Recrutement de groupe chez des Camponotus australiennes :
Recrutement de groupe chez des Camponotus espagnoles :
Enfin, la méthode de recrutement la plus rapide et efficace pour communiquer à un grand nombre d’ouvrières la position d’une source de nourriture est appelée recrutement de masse [6]. Lorsqu’une ouvrière a trouvé une source de nourriture, elle dépose une piste chimique de phéromones, des molécules produites dans son abdomen (par différentes glandes, comme celles de Pavan et de Dufour, ou la glande à poison). Immédiatement, les ouvrières de la colonie en recherche de nourriture qui croisent cette piste vont la suivre. Elles déposent elles aussi des phéromones de piste lors de leurs trajets retours (et même dès l’aller pour certaines espèces, alors qu’elles ne savent pas encore où mène la piste !). De cette manière, une seule ouvrière peut communiquer l’emplacement d’une source de nourriture à des centaines d’autres fourmis... C’est pour cela que l’on peut observer des colonnes de fourmis sur le sol ou le long des murs.
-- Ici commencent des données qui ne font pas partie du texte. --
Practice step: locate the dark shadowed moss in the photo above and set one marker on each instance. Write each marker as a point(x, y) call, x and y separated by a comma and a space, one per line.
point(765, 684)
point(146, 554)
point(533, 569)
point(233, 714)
Si la source de nourriture est importante et nécessite de nombreux allers et retours, par exemple un champs pour les fourmis granivores ou un arbre pour les fourmis champignonnistes, les fourmis nettoient la piste au fur et à mesure de leurs passages pour faciliter l’accès à la source de nourriture. Chez certaines espèces, les plus petites ouvrières sont même spécialisées dans l’entretient des pistes [7].
Références
[1] Holldobler, B., & Wilson, E. O. (1990). The Ants. Harvard Belknap, Cambridge.
[2] Voir l’article précédent sur les vidéos de tandem-running chez les fourmis
[3] Wilson, E. O. (1959). Communication by tandem running in the ant genus Cardiocondyla. Psyche, 66(3), 29-34.
[4] Moglich, M., & Holldobler, B. (1974). Social carrying behavior and division of labor during nest moving of ants. Psyche, 81(2), 219-236.
[5] Beckers, R., Deneubourg, J. L., Goss, S., & Pasteels, J. M. (1990). Collective decision making through food recruitment. Insectes sociaux, 37(3), 258-267.
[6] Beckers, R., Goss, S., Deneubourg, J. L., & Pasteels, J. M. (1989). Colony size, communication, and ant foraging strategy. Psyche, 96(3-4), 239-256.
[7] Evison, S. E., Hart, A. G., & Jackson, D. E. (2008). Minor workers have a major role in the maintenance of leafcutter ant pheromone trails. Animal Behaviour, 75(3), 963-969.